Le président du Conseil européen, Antonio Costa, a réaffirmé dimanche le soutien de l’Union européenne au « choix démocratique » exprimé par les électeurs islandais, après leur refus de reprendre les négociations d’adhésion à l’UE lors d’un référendum. Selon nos confrères du Figaro, cette position a été communiquée à la Première ministre islandaise, Kristrún Fjeldstedóttir, lors d’un échange téléphonique.
Au cœur de cet entretien, le dirigeant européen a souligné que Bruxelles « respecte pleinement le choix démocratique » des Islandais, une déclaration relayée par un porte-parole du Conseil européen. L’Islande, bien que non membre de l’UE, entretient des relations étroites avec les Vingt-Sept, notamment dans des domaines comme la pêche, l’énergie ou la sécurité.
Ce qu'il faut retenir
- Le président du Conseil européen, Antonio Costa, a déclaré que l’UE « respecte pleinement le choix démocratique » de l’Islande lors d’un entretien avec la Première ministre islandaise.
- Les négociations d’adhésion à l’UE, suspendues depuis 2015, ne seront pas relancées après le référendum islandais.
- L’Islande est qualifiée de « partenaire le plus proche et le plus fiable de l’UE » par le Conseil européen.
- Les deux dirigeants ont exprimé leur volonté de renforcer les relations bilatérales, en dehors du cadre institutionnel européen.

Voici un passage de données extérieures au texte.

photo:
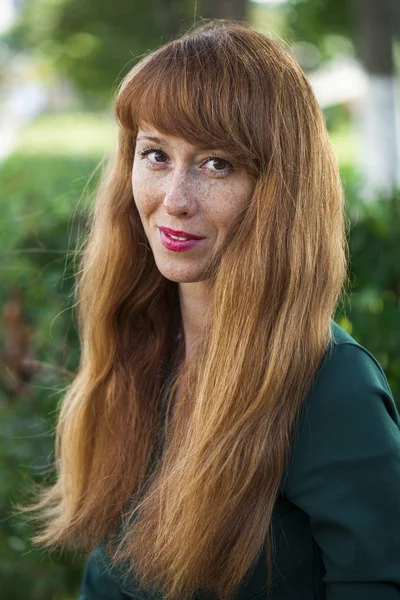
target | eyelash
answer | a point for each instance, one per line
(145, 151)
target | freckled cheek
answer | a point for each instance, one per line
(146, 201)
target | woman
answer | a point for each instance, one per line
(224, 437)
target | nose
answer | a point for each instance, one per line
(179, 199)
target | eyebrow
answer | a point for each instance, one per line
(151, 138)
(158, 140)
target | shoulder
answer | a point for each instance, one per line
(348, 416)
(349, 377)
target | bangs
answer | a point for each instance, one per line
(198, 93)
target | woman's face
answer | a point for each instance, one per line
(187, 198)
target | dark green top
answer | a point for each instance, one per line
(337, 522)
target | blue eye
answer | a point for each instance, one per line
(146, 151)
(218, 159)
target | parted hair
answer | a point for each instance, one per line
(198, 514)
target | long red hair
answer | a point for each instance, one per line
(200, 514)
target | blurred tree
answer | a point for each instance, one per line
(224, 9)
(95, 42)
(372, 26)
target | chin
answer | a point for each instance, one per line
(186, 275)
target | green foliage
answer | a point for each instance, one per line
(313, 20)
(372, 314)
(38, 353)
(96, 42)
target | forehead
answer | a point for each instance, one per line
(151, 134)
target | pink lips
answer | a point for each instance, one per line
(178, 241)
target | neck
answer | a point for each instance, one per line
(194, 310)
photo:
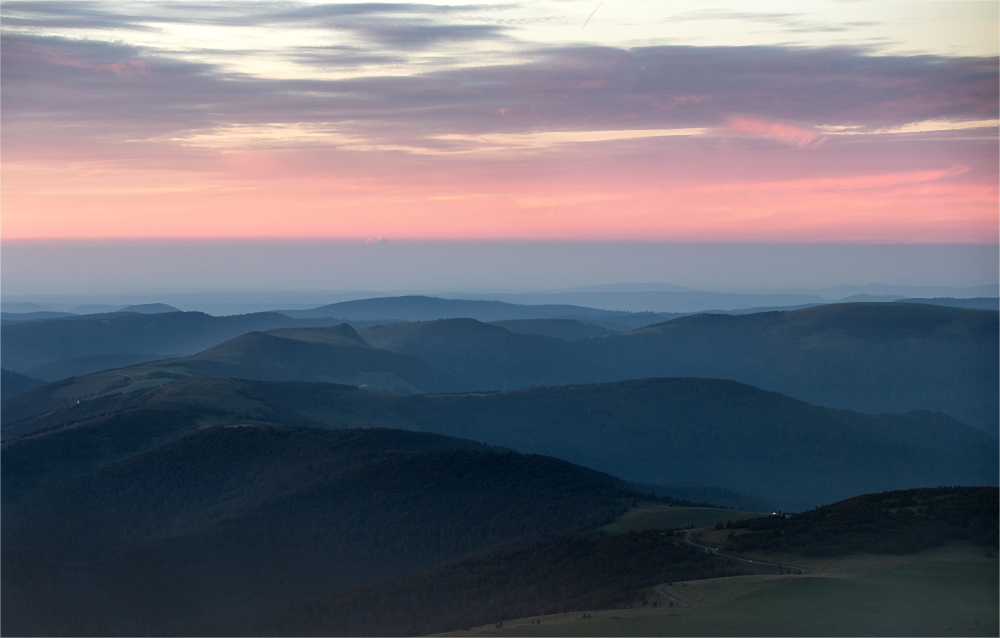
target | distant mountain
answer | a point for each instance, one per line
(26, 346)
(149, 308)
(335, 354)
(421, 308)
(707, 494)
(17, 317)
(654, 431)
(659, 301)
(871, 298)
(14, 383)
(95, 308)
(871, 357)
(80, 366)
(487, 357)
(983, 303)
(24, 307)
(228, 521)
(899, 522)
(565, 329)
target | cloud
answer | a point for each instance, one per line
(60, 91)
(849, 182)
(784, 133)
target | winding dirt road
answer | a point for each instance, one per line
(715, 551)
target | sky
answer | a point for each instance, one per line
(620, 121)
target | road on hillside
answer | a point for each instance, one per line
(715, 551)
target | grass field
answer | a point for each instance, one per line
(667, 517)
(938, 593)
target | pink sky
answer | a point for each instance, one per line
(704, 144)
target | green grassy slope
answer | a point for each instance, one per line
(927, 598)
(226, 521)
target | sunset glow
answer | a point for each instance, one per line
(434, 121)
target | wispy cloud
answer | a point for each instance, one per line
(784, 133)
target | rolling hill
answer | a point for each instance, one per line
(14, 383)
(870, 357)
(487, 357)
(423, 308)
(334, 354)
(565, 329)
(31, 345)
(656, 431)
(227, 521)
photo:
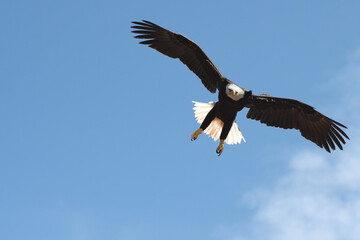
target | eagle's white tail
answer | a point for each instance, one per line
(215, 127)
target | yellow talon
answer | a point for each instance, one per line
(220, 147)
(196, 134)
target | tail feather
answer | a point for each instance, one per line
(214, 129)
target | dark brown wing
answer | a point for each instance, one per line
(289, 113)
(177, 46)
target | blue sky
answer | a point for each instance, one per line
(95, 128)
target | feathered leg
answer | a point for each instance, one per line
(208, 119)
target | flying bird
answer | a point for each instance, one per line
(217, 119)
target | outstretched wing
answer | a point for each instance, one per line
(289, 113)
(177, 46)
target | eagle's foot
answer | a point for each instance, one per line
(220, 147)
(196, 134)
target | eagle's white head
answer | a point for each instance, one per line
(234, 92)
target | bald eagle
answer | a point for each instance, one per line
(217, 119)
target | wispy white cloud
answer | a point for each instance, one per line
(319, 197)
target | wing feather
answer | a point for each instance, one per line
(292, 114)
(177, 46)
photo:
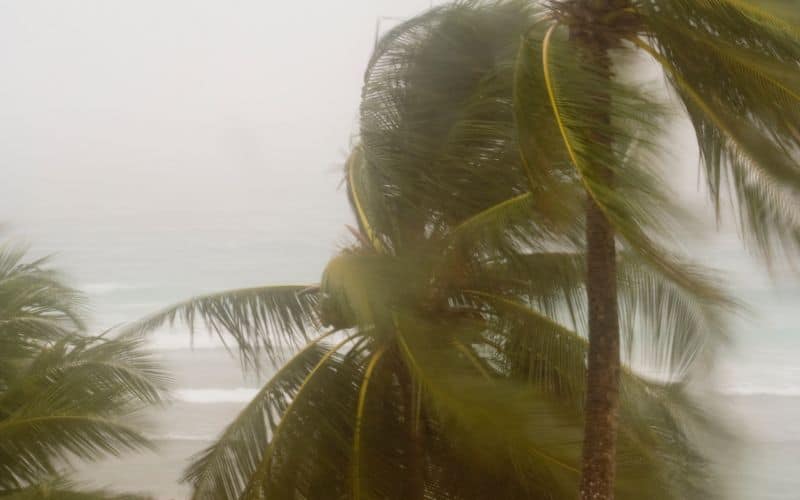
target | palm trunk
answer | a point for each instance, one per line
(602, 385)
(602, 388)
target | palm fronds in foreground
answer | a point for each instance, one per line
(64, 395)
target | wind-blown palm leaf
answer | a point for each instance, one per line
(63, 489)
(224, 469)
(63, 395)
(742, 93)
(67, 403)
(265, 319)
(35, 305)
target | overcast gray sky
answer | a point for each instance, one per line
(110, 107)
(142, 113)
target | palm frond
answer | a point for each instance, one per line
(741, 93)
(67, 403)
(264, 320)
(59, 488)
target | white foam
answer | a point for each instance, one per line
(212, 396)
(753, 390)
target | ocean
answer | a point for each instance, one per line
(140, 264)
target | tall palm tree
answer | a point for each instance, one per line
(733, 64)
(441, 355)
(429, 379)
(64, 395)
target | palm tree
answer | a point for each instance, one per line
(733, 65)
(441, 355)
(63, 394)
(432, 381)
(575, 121)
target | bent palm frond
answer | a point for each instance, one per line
(260, 319)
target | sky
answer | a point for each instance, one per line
(112, 108)
(124, 120)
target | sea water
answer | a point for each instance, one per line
(138, 265)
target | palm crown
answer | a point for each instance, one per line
(454, 364)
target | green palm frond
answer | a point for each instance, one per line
(35, 304)
(224, 469)
(64, 396)
(261, 320)
(67, 402)
(63, 489)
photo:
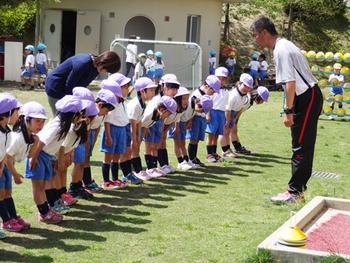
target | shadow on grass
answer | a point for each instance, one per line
(11, 256)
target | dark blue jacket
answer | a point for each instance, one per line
(76, 71)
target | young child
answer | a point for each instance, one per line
(158, 67)
(41, 64)
(263, 67)
(28, 68)
(105, 102)
(156, 112)
(199, 122)
(145, 89)
(114, 137)
(337, 77)
(8, 115)
(216, 118)
(40, 167)
(212, 62)
(254, 67)
(29, 123)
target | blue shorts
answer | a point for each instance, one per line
(27, 72)
(217, 122)
(263, 74)
(6, 179)
(337, 91)
(92, 136)
(197, 132)
(232, 119)
(253, 73)
(118, 140)
(155, 132)
(181, 136)
(128, 135)
(44, 170)
(79, 153)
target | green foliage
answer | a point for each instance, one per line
(16, 19)
(314, 10)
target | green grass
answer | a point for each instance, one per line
(217, 214)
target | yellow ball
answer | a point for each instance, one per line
(338, 57)
(329, 56)
(320, 56)
(311, 54)
(345, 70)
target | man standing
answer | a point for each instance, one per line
(303, 104)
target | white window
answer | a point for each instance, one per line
(193, 28)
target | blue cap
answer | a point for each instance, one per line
(69, 103)
(83, 93)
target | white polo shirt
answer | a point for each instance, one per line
(118, 116)
(288, 58)
(237, 101)
(18, 148)
(147, 120)
(49, 136)
(135, 110)
(41, 58)
(220, 100)
(30, 61)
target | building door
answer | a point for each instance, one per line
(52, 35)
(88, 32)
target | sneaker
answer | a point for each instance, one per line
(68, 199)
(154, 173)
(198, 162)
(287, 197)
(131, 178)
(108, 185)
(119, 184)
(2, 234)
(51, 217)
(229, 154)
(210, 158)
(243, 150)
(60, 207)
(23, 223)
(218, 158)
(12, 226)
(143, 175)
(184, 166)
(93, 188)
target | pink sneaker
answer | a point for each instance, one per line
(23, 223)
(51, 217)
(154, 173)
(68, 199)
(12, 226)
(119, 184)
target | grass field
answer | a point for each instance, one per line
(217, 214)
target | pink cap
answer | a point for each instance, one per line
(33, 109)
(247, 80)
(107, 96)
(213, 82)
(169, 103)
(8, 102)
(83, 93)
(111, 85)
(221, 72)
(69, 103)
(120, 79)
(207, 103)
(144, 83)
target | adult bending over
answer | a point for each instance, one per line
(303, 104)
(78, 70)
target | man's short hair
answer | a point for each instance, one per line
(262, 23)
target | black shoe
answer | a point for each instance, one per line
(243, 150)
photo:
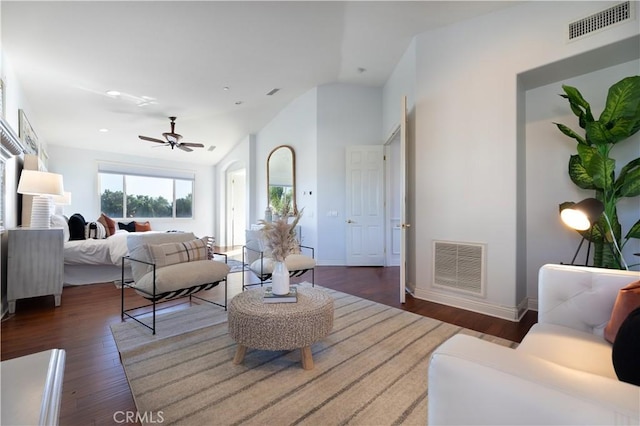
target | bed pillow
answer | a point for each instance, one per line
(142, 226)
(108, 223)
(129, 227)
(171, 253)
(59, 221)
(626, 349)
(627, 300)
(95, 231)
(76, 227)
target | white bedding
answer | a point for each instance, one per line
(108, 251)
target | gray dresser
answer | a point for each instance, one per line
(35, 264)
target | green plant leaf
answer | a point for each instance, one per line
(628, 183)
(579, 105)
(578, 173)
(623, 100)
(598, 134)
(634, 232)
(568, 132)
(597, 166)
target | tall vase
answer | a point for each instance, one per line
(280, 279)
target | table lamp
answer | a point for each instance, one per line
(585, 215)
(42, 185)
(61, 200)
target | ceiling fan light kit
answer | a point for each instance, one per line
(173, 139)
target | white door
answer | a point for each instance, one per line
(403, 200)
(236, 207)
(365, 205)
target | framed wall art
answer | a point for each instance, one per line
(2, 107)
(27, 134)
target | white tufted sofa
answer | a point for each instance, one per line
(561, 373)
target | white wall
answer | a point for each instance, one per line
(80, 173)
(466, 135)
(242, 156)
(548, 185)
(402, 82)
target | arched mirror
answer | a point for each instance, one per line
(281, 180)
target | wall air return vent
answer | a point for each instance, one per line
(459, 266)
(598, 21)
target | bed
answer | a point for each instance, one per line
(96, 260)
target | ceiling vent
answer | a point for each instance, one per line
(598, 21)
(459, 266)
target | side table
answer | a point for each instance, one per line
(35, 264)
(280, 326)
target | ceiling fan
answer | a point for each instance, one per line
(173, 139)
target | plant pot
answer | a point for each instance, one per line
(280, 279)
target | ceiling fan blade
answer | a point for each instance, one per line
(147, 138)
(195, 145)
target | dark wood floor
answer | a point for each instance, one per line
(95, 386)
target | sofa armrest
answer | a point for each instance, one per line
(472, 381)
(579, 297)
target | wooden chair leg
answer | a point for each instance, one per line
(307, 358)
(240, 352)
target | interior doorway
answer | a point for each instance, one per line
(236, 207)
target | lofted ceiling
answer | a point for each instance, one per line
(210, 63)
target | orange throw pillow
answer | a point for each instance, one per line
(108, 223)
(143, 226)
(627, 300)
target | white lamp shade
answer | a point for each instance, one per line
(581, 216)
(575, 219)
(33, 182)
(62, 200)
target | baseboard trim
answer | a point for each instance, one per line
(503, 312)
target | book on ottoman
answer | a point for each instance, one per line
(290, 297)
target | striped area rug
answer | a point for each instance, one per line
(371, 370)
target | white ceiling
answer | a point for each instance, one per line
(68, 54)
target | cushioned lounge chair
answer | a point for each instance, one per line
(167, 266)
(257, 258)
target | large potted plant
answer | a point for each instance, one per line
(592, 167)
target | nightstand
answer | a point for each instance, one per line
(35, 263)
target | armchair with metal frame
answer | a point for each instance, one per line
(258, 260)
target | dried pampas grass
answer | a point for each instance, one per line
(280, 236)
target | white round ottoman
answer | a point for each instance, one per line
(280, 326)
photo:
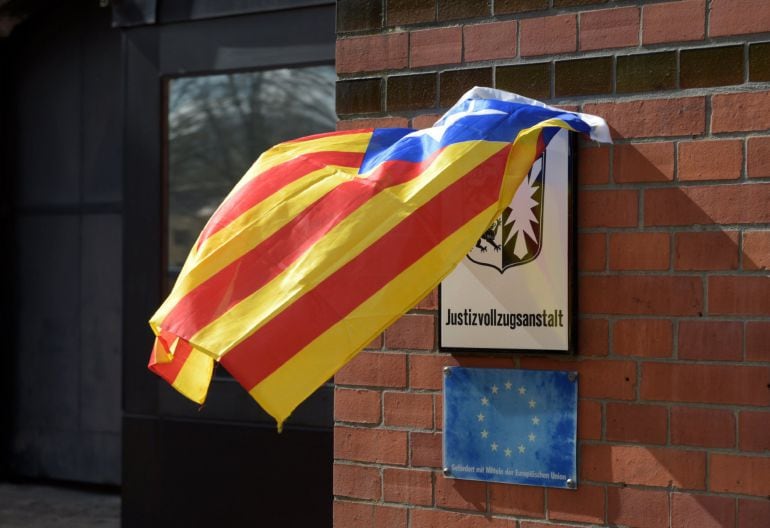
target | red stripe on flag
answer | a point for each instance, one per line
(315, 312)
(236, 281)
(270, 181)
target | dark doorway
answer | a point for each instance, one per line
(223, 464)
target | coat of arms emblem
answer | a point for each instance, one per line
(516, 237)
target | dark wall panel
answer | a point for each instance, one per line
(48, 95)
(225, 475)
(65, 97)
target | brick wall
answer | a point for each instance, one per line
(674, 251)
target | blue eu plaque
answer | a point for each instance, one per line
(513, 426)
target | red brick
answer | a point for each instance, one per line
(379, 122)
(758, 157)
(753, 513)
(706, 251)
(739, 295)
(674, 22)
(706, 205)
(593, 337)
(642, 337)
(640, 251)
(644, 162)
(359, 482)
(372, 53)
(376, 343)
(644, 466)
(589, 420)
(460, 494)
(756, 250)
(594, 165)
(430, 302)
(445, 519)
(416, 332)
(592, 255)
(374, 369)
(548, 35)
(362, 515)
(653, 117)
(410, 486)
(517, 500)
(430, 47)
(370, 445)
(638, 508)
(738, 17)
(426, 370)
(641, 295)
(534, 524)
(598, 378)
(696, 426)
(585, 504)
(424, 121)
(608, 208)
(705, 383)
(710, 160)
(757, 341)
(744, 475)
(711, 340)
(740, 112)
(408, 409)
(426, 449)
(702, 511)
(496, 40)
(609, 28)
(644, 424)
(754, 431)
(359, 406)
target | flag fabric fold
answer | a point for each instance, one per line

Un partenariat stratégique malgré le statu quo institutionnel
L’échange entre Antonio Costa et Kristrún Fjeldstedóttir a aussi permis de réaffirmer la solidité des liens entre Bruxelles et Reykjavik. Le porte-parole du Conseil européen a précisé que l’Islande reste « l’un des partenaires les plus proches et les plus fiables de l’UE », malgré son refus de rejoindre le marché unique. Cette reconnaissance s’inscrit dans un contexte où l’archipel nordique collabore déjà étroitement avec l’Union sur des enjeux communs, comme la transition énergétique ou la gestion des espaces maritimes.
Les deux parties ont également rappelé leur engagement à approfondir cette coopération, sans pour autant envisager une adhésion à court ou moyen terme. Une position partagée par une majorité d’Islandais, comme en témoigne le résultat du référendum récent.
L’Islande et l’UE : une relation complexe mais durable
L’histoire entre l’Islande et l’UE est marquée par des allers-retours. L’archipel a déposé sa candidature en 2009, en pleine crise financière, avant de geler le processus en 2015. Le référendum de 2026 confirme donc une tendance de fond : les Islandais privilégient leur souveraineté, notamment sur les questions de pêche, tout en maintenant des échanges économiques et politiques avec l’UE.
Cette relation asymétrique – l’Islande bénéficiaire des accords européens sans en être membre – illustre une forme d’intégration pragmatique. Les deux parties y trouvent leur compte : l’UE conserve un partenaire stable dans l’Atlantique Nord, tandis que l’Islande accède aux avantages du marché unique sans les contraintes institutionnelles.
En attendant, l’Union européenne et l’Islande devraient maintenir leur collaboration actuelle, en s’appuyant sur les mécanismes existants plutôt que sur une intégration formelle. Une approche qui, pour l’heure, convient aux deux camps.